I just recognized enough to say "aha, ok, and then like building blocks, go to the next question to confirm or deny. I was pretty good at staying in my lane when it came to things like that. You don't have to be smart to follow the medical work that someone else has already done.
Similar to what a Designated Examiner did, I would memorize their involuntary commitment list (among other things, like reading and referring to the DSM-5 regularly for answer to questions), and when I would be assisting a patrolman, or whomever, would just roll through the list.
It also made the later interaction with DEs very easy, as when they would ask me their questions, I had done 80% of their work for them. They actually really liked that,as it sped up the process for holds.

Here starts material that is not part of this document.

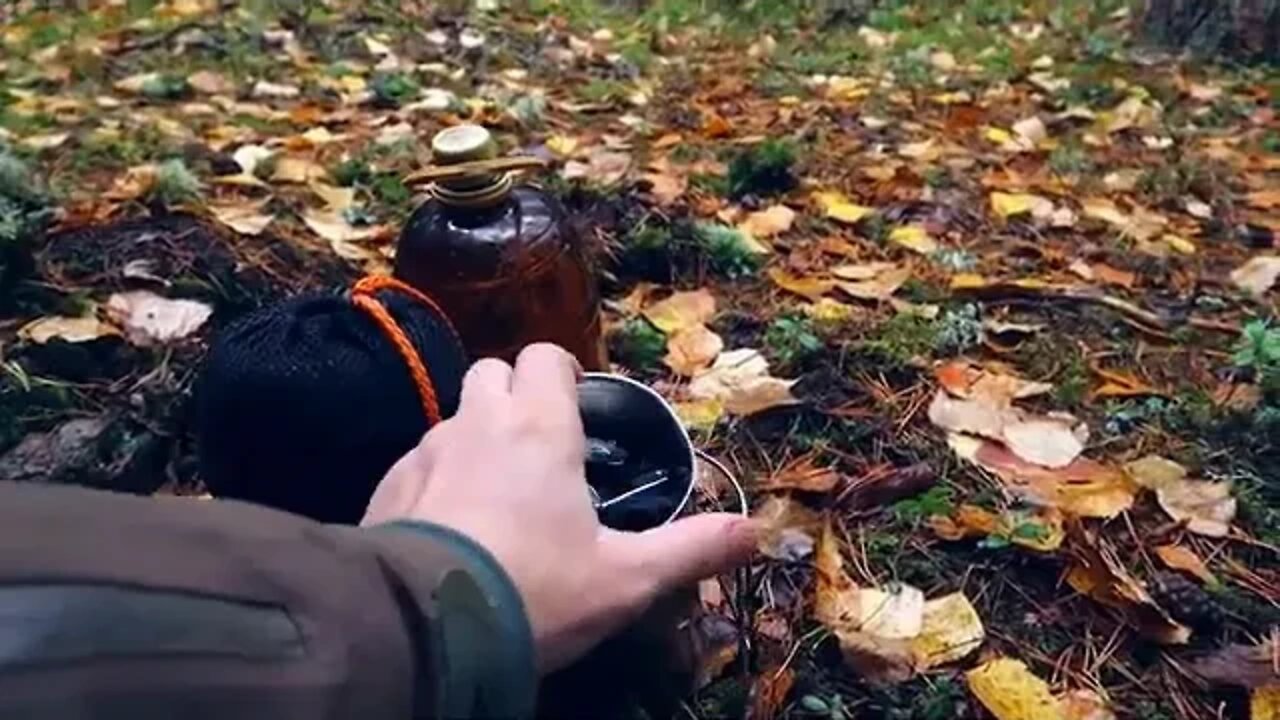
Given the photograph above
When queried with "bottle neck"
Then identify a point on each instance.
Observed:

I had a rudimentary understanding of how the synapses were not firing right, and I would explain it when teaching in terms to first responders like electrical wiring (discussing meth), where the insulation had been stripped away, and now the wires were "crossed"touching each others sending electrical signals to parts of the brain that were never intended, causing all sorts of issues. It was also the reason that once you do drugs like meth, your brain never actually recovers. You may look fine of the outside, but your brain is permanently messed up.
That was my young Patrolman 101 version, and it seemed to be effective in conveying the concept.
Like I said, not the brightest bulb, but I can pick up a book.